Probayes

ProBT-Engine


ProBT® aims at providing a programming tool that facilitates the creation of Bayesian models and their reusability. This property allows the design of advanced features such as submodel reuse, learning, and distributed inference.

ProBT-Engine is a set of high-performance algorithm modules developped in C++ language. The figure below shows the interaction between the different modules of ProBT-Engine.

Learning Algorithms

ProBT-Engine includes two learning modules: parameter learning and structure learning.

The Structure Learning module allows finding the dependencies between the variables of the model. That is, it allows to find the Bayesian network or decomposition according to the provided data. Structure learning is especially useful to construct models on which only poor prior knowledge about variables dependencies is available. In this case, the model construction is data-driven and variables dependencies are discovered from data.
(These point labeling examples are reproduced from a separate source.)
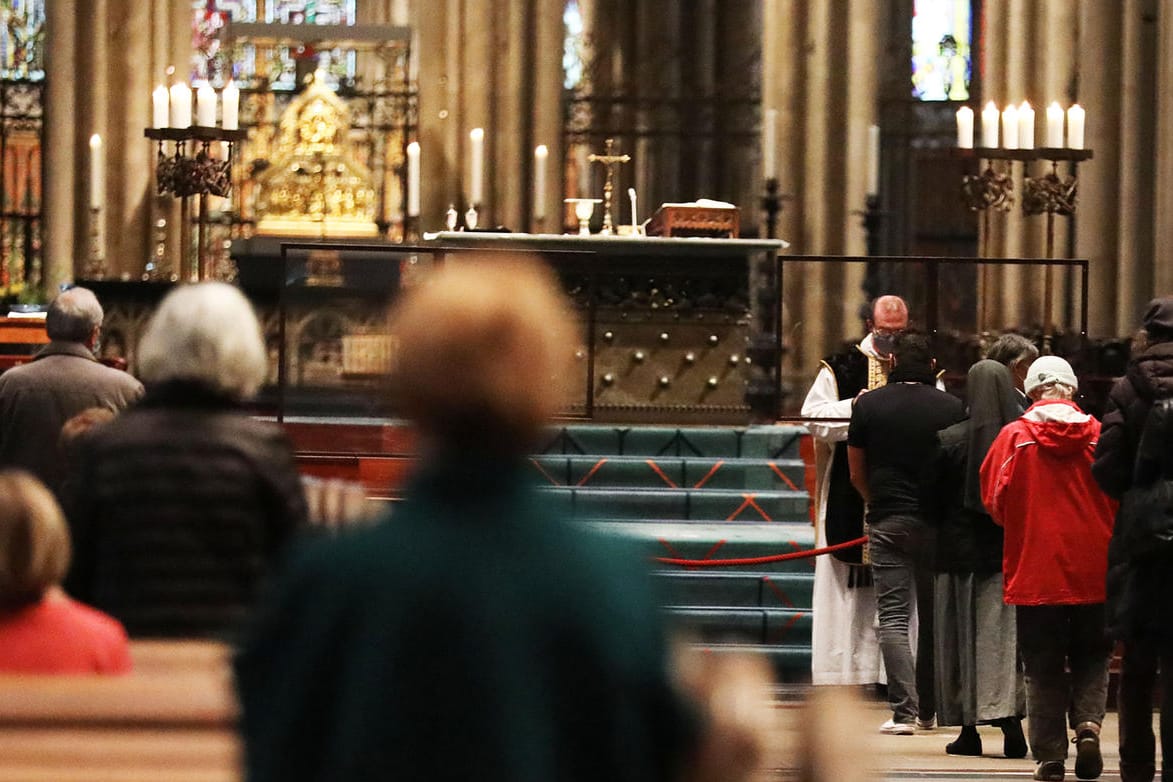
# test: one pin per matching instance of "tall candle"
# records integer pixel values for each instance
(965, 128)
(413, 178)
(1053, 126)
(476, 164)
(541, 154)
(770, 145)
(205, 106)
(161, 106)
(990, 126)
(1076, 117)
(230, 106)
(873, 160)
(1025, 126)
(181, 106)
(96, 181)
(1010, 127)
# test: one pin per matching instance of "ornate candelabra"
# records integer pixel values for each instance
(192, 169)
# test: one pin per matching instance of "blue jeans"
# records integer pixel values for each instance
(901, 549)
(1065, 653)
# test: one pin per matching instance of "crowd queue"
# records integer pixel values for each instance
(1011, 543)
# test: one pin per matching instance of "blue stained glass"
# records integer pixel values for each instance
(942, 49)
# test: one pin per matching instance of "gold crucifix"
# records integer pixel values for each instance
(610, 161)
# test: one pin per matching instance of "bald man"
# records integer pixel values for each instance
(845, 650)
(62, 380)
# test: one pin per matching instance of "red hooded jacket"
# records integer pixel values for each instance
(1037, 483)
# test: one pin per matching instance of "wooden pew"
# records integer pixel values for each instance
(174, 719)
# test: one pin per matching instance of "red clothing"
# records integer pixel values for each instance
(62, 636)
(1037, 483)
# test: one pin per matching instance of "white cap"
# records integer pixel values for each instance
(1049, 369)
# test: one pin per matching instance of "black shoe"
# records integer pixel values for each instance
(969, 742)
(1050, 770)
(1014, 742)
(1089, 761)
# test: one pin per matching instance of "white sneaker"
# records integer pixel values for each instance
(894, 728)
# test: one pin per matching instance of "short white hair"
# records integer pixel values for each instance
(208, 333)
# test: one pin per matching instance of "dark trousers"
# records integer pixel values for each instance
(1134, 700)
(1055, 639)
(901, 548)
For a given structure, learning the parameters of all (or some) distributions of the model can be achieved using the Parameter Learning module. This module can be used either with complete or incomplete data.

Learning using complete data is adaptive, which allows incremental and online fitting of the data. Depending on the used optimality criterion, one can obtain a Maximum Likelihood (ML) estimation or a Maximum A Posteriori (MAP) estimation (also known as Bayesian estimation). A set of classes allowing learning the most common statistical distributions is implementend for both ML and MAP criteria.
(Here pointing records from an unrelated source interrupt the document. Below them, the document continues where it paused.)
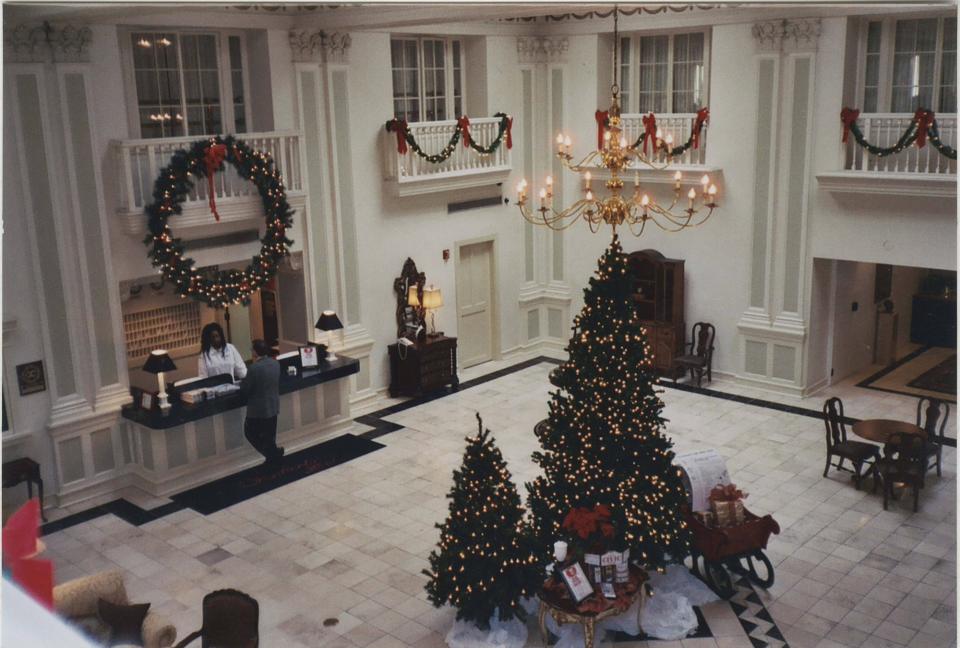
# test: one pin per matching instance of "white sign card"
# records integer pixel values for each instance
(701, 471)
(308, 357)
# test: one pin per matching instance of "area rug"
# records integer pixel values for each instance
(230, 490)
(942, 378)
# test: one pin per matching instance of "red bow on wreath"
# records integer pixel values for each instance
(849, 117)
(463, 123)
(601, 116)
(703, 116)
(924, 119)
(649, 132)
(212, 159)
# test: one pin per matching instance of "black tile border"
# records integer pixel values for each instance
(867, 383)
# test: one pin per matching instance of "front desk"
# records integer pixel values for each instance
(195, 444)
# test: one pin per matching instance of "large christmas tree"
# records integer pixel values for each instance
(604, 440)
(483, 564)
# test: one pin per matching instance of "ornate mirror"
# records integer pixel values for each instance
(410, 313)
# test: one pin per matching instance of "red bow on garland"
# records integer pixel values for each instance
(703, 116)
(849, 117)
(212, 159)
(601, 116)
(649, 132)
(20, 544)
(399, 126)
(924, 119)
(463, 123)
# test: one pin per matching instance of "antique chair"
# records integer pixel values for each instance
(904, 461)
(857, 452)
(932, 415)
(77, 601)
(700, 357)
(230, 620)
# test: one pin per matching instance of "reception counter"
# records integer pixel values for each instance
(194, 444)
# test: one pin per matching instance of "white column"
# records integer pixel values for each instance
(774, 329)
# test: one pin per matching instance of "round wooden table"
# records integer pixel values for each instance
(555, 601)
(879, 430)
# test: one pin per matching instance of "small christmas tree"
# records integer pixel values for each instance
(483, 564)
(604, 443)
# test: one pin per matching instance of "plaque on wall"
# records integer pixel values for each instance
(30, 377)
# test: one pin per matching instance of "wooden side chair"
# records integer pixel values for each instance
(932, 415)
(904, 461)
(231, 619)
(700, 357)
(857, 453)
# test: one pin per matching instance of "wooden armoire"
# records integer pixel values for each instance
(658, 294)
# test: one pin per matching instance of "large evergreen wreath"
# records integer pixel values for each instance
(203, 159)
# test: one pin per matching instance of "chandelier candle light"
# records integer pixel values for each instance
(618, 156)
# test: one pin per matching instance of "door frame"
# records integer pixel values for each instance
(495, 351)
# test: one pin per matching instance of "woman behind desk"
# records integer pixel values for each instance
(217, 356)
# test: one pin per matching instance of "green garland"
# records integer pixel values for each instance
(218, 289)
(849, 118)
(399, 127)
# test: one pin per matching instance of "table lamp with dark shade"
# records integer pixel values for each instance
(329, 322)
(158, 362)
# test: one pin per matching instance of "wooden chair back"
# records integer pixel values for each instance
(833, 420)
(701, 340)
(932, 415)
For incomplete data cases, ProBT-Engine implements a generic Expectation-Maximization (EM) algorithm. Indeed, learning using incomplete data is a central issue: some variables of the model may be unobserved and or/some values are missing for another set of variables. The ProBT EM algorithm uses the complete data learning classes above and ProBT’s inference algorithms below in order to provide a very flexible tool for parameter learning using incomplete data.

Inference Algorithms

ProBT-Engine allows inference either in exact or approximate way.
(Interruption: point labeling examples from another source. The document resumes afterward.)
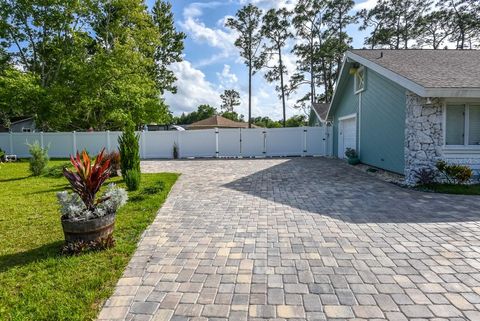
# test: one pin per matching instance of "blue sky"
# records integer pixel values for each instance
(212, 63)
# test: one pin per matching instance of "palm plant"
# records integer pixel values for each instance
(89, 177)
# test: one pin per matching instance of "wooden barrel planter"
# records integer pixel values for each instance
(91, 230)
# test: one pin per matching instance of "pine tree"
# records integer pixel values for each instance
(276, 29)
(247, 24)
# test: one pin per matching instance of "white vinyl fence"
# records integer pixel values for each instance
(254, 142)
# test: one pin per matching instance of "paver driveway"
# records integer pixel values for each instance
(306, 239)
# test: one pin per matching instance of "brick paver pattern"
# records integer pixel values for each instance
(300, 239)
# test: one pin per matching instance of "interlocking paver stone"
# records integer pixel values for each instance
(300, 239)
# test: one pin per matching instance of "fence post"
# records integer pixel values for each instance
(74, 145)
(10, 138)
(305, 133)
(216, 142)
(108, 141)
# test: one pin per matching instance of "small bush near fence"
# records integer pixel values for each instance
(129, 149)
(39, 158)
(132, 179)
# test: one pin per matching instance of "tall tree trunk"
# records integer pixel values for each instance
(281, 84)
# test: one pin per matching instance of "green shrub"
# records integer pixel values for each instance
(132, 179)
(39, 159)
(56, 171)
(129, 149)
(351, 153)
(455, 174)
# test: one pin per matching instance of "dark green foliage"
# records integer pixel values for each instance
(425, 176)
(294, 121)
(458, 174)
(55, 171)
(37, 282)
(351, 153)
(132, 179)
(230, 99)
(157, 188)
(247, 23)
(129, 149)
(39, 158)
(233, 116)
(114, 159)
(276, 30)
(81, 64)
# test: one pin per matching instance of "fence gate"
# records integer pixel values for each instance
(220, 142)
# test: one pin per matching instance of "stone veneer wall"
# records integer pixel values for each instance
(423, 135)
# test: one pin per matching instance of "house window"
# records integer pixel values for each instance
(462, 125)
(360, 80)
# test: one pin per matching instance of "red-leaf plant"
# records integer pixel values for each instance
(89, 176)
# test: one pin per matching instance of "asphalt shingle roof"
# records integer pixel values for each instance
(218, 121)
(430, 68)
(321, 110)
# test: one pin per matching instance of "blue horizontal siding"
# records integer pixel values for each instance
(383, 124)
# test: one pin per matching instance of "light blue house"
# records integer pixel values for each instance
(403, 110)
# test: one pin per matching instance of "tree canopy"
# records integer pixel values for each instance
(87, 64)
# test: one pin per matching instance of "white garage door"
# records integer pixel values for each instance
(347, 135)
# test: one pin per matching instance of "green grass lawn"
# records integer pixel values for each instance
(453, 189)
(36, 281)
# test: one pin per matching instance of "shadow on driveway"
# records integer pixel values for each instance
(333, 188)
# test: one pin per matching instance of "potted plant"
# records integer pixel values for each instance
(352, 156)
(86, 218)
(175, 151)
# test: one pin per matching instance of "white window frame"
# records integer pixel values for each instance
(466, 128)
(357, 90)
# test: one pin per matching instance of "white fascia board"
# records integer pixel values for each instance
(453, 92)
(402, 81)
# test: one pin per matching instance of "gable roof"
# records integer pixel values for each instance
(428, 73)
(218, 121)
(425, 72)
(321, 110)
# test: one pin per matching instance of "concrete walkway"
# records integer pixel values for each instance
(304, 239)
The Exact Inference module consisting of a general-purpose algorithm for optimal marginalization sequences computation. This module allows choice among optimization on the computation memory size or the computation time.

The Approximate Inference module is intended for dealing with those problems where exact inference is intractable. Unfortunately, for complicated real-world applications, satisfying the time/memory constraints is seldom possible when using exact calculation. This is especially the case for probabilistic problems involving a large number of variables and/or dependencies, and/or defined on variables taking values in a huge (or infinite for continuous variables) set of states. In this case, exact inference becomes intractable and approximation methods must be used. This case is known as the “approximate Bayesian inference” problem.

The approximate inference module provides four schemes (levels) of approximation:

- Integrals (sums) estimation.
- A posteriori distributions sampling using MCMC methods to generate a sample set of N points.
- A posteriori distributions maximization to get the Maximum A Posteriori (MAP ) solution.
- Low-memory cost and efficient numerical representation of distributions by selectively visiting high-probability regions of the target space and computing interpolation for the non-visited regions.

The current version of ProBT-Engine proposes a set of approximation for each level, so time/memory constraints in an application can be taken into account in a simple way.